B. ADVANTAGE OF AN IMMUNE APPROACH AGAINST EMT

The therapeutic alternative of targeting EMT-TFs as a means of alleviating EMT implies the targeting of intracellular molecules, a fact that precludes the use of monoclonal antibodies. In addition, conventional pharmacological approaches have been so far unsuccessful for the targeting of transcription factors due to their lack of a specific groove for tight binding of an inhibitor. In this context, T-cell mediated immunotherapy offers a distinct possibility. Because T cells recognize a target in the form of short peptides presented in the context of the major histocompatibility complex (MHC) on the surface of target cells, T-cell mediated immunotherapy can be used to target molecules irrespective of their cellular localization. By immunizing the patient against one of the relevant EMT-TFs. an effective T-cell immune response could be elicited that, in turn, could selectively eradicate tumor cells expressing the EMT driver of choice.

C. IMMUNOTHERAPEUTIC APPROACHES AGAINST CANCER

The aim of an immunotherapeutic approach against cancer is to elicit or to enhance a tumor-specific immune response in the host that, in turn, could mediate tumor control in the long range. There are several approaches currently under investigation to achieve this objective, including (I) vaccination of the patient against a tumor-specific antigen(s), (II) adoptive transfer of tumor-specific T cells and, (III) the blockade of immune inhibitory pathways (immune checkpoints) that mediate tumor evasion by restricting T-cell activation or effector function.

I. CANCER VACCINES

Therapeutic cancer vaccines are designed to stimulate a tumor-specific immune response by immunizing the patient against one or several tumor antigens, and may utilize one of four basic platforms: recombinant vectors, dendritic cell-based vaccines, whole tumor cell vaccines and peptide/protein vaccines (Palena & Schlom, 2010).

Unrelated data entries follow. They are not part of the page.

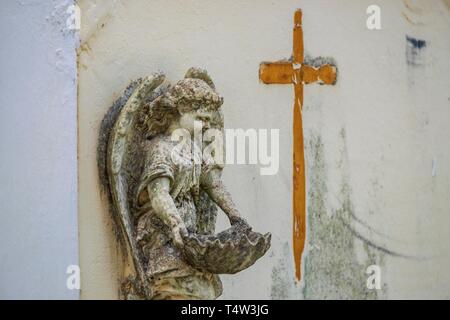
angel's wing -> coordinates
[107,73,165,296]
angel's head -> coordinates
[149,68,223,135]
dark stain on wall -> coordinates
[406,35,427,66]
[303,129,384,299]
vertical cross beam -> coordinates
[259,10,336,280]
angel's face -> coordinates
[179,109,214,135]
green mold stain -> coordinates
[303,129,383,299]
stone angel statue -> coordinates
[98,68,270,299]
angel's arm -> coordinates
[147,177,187,247]
[202,169,251,225]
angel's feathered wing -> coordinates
[106,73,165,296]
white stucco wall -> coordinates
[78,0,450,299]
[0,0,79,299]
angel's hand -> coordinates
[171,217,188,249]
[229,216,252,231]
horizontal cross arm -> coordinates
[301,64,337,84]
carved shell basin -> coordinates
[184,225,271,274]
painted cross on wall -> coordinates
[259,10,337,280]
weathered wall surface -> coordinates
[78,0,450,299]
[0,0,79,299]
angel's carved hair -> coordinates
[147,68,223,137]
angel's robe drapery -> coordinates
[135,135,222,299]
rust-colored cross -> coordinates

Unlike standard cancer treatments, therapeutic cancer vaccines have shown no associated toxicities and their immunotherapeutic effect could be long-lasting. Vector-based vaccines are perhaps one of the most flexible vaccine-delivery systems; among the vectors being evaluated are poxviruses, alphaviruses, bacterial (Salmonella, Listeria) and yeast vectors. In general, the “off-the-shelf” nature of vector vaccines renders them suitable for large, multicenter randomized trials. For example, a poxviral-based vaccine (PROSTVAC) encoding for prostate-specific antigen (PSA) and a triad of costimulatory molecules (B7.1, ICAM-1, LFA-3, TRICOM) is currently being evaluated in an international, Phase III randomized clinical trial in metastatic castration-resistant prostate cancer patients (Madan et al., 2012a; Singh & Gulley, 2014). The pros and cons of each vaccine platform as well as their current status of clinical development have been extensively reviewed elsewhere (Disis, 2014; Larocca & Schlom, 2011; Schlom et al., 2014).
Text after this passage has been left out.